Koordinator nasional DFW Indonesia Moh Abdi Suhufan mengatakan pemerintah Indonesia harus meningkatkan pengawasan dan meluncurkan lebih banyak patroli militer di perairan tersebut.
Kapal-kapal Vietnam itu agresif, katanya, dan akan mencoba melarikan diri atau menabrak kapal pemantau yang dioperasikan oleh Kementerian Kelautan dan Perikanan.
“Mungkin mereka melihat dalam beberapa bulan tidak ada pembakaran dan penenggelaman kapal (ilegal), sehingga mereka menganggap Indonesia mengurangi pengawasan dan (penangkalan) terhadap kapal ikan asing yang melakukan penangkapan ilegal,” kata Abdi.
Apa yang disampaikan Abdi mengacu pada tindakan tegas yang dilakukan oleh Mantan Menteri Perikanan Susi Pudjiastuti, yang keluar dari pemerintahan pada tahun 2019.
Di bawah arahan Susi, pihak berwenang menyita dan menghancurkan ratusan perahu untuk penangkapan ikan ilegal, meledakkan beberapa di antaranya sebagai peringatan.

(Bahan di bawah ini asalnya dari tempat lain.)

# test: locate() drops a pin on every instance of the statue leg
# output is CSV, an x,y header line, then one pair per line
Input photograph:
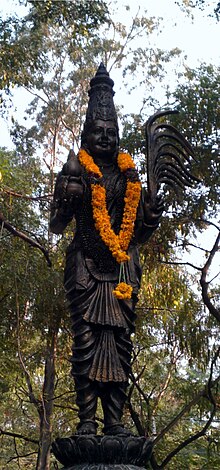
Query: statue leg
x,y
86,400
113,397
86,389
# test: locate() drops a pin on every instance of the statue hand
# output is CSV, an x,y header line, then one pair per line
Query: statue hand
x,y
152,209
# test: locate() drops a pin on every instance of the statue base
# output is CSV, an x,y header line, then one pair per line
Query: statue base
x,y
88,452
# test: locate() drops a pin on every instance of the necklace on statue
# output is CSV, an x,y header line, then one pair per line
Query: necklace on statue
x,y
117,244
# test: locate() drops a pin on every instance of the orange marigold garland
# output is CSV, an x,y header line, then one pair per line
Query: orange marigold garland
x,y
117,244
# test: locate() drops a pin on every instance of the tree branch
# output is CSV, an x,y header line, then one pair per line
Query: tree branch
x,y
24,196
207,394
17,436
18,233
187,408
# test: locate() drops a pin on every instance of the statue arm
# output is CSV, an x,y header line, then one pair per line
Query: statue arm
x,y
66,193
148,217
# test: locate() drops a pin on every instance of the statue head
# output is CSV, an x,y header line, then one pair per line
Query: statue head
x,y
100,135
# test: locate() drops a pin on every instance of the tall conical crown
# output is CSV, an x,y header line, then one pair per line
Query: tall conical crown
x,y
101,105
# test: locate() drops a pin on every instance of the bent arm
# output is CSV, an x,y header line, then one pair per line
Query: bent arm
x,y
62,209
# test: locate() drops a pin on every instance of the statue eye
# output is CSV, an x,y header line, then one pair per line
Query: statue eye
x,y
111,132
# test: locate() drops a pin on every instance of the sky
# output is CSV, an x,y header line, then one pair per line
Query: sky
x,y
197,37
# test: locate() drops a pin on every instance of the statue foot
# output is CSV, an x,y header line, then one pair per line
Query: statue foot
x,y
116,429
86,427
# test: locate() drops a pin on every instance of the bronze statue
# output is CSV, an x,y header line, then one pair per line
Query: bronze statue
x,y
101,189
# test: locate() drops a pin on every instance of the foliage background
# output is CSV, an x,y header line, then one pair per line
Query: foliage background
x,y
52,53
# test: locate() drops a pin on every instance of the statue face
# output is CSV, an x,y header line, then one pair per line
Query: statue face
x,y
102,139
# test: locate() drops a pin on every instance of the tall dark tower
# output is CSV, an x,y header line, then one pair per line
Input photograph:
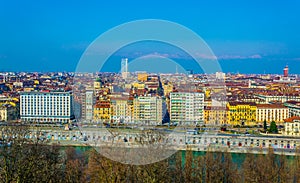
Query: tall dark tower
x,y
286,71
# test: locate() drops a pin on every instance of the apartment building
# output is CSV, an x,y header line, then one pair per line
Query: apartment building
x,y
46,107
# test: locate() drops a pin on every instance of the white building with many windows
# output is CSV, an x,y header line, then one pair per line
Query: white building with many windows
x,y
187,108
271,112
46,107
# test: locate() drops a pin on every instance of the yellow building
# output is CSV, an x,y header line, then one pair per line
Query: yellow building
x,y
102,111
142,77
138,85
242,113
121,109
271,112
215,115
97,85
168,88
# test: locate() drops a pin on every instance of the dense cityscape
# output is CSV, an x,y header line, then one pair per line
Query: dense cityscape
x,y
150,91
156,99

Baca Juga: Buntut Coast Guard China Terobos Natuna Utara, Kemenlu Negeri Tirai Bambu Angkat Bicara
Jakarta dan Beijing bentrok karena perambahan oleh kapal penangkap ikan China di sekitar pulau Natuna pada Desember tahun lalu, yang membuat Indonesia mengajukan protes diplomatik dengan China.
Indonesia mengirimkan kapal angkatan laut dan jet tempur untuk berpatroli di wilayah tersebut, sementara Presiden Joko Widodo juga mengunjungi wilayah tersebut untuk menegaskan kendali Jakarta atas Natuna Utara.
Pada Januari lalu, tiga kapal militer Indonesia mengusir lebih dari 50 kapal Tiongkok dari daerah tersebut.
Kepulauan Natuna berbatasan dengan Laut Cina Selatan, di mana Cina dan empat negara Asia Tenggara - Vietnam, Malaysia, Brunei, dan Filipina - memiliki klaim yang berselisih.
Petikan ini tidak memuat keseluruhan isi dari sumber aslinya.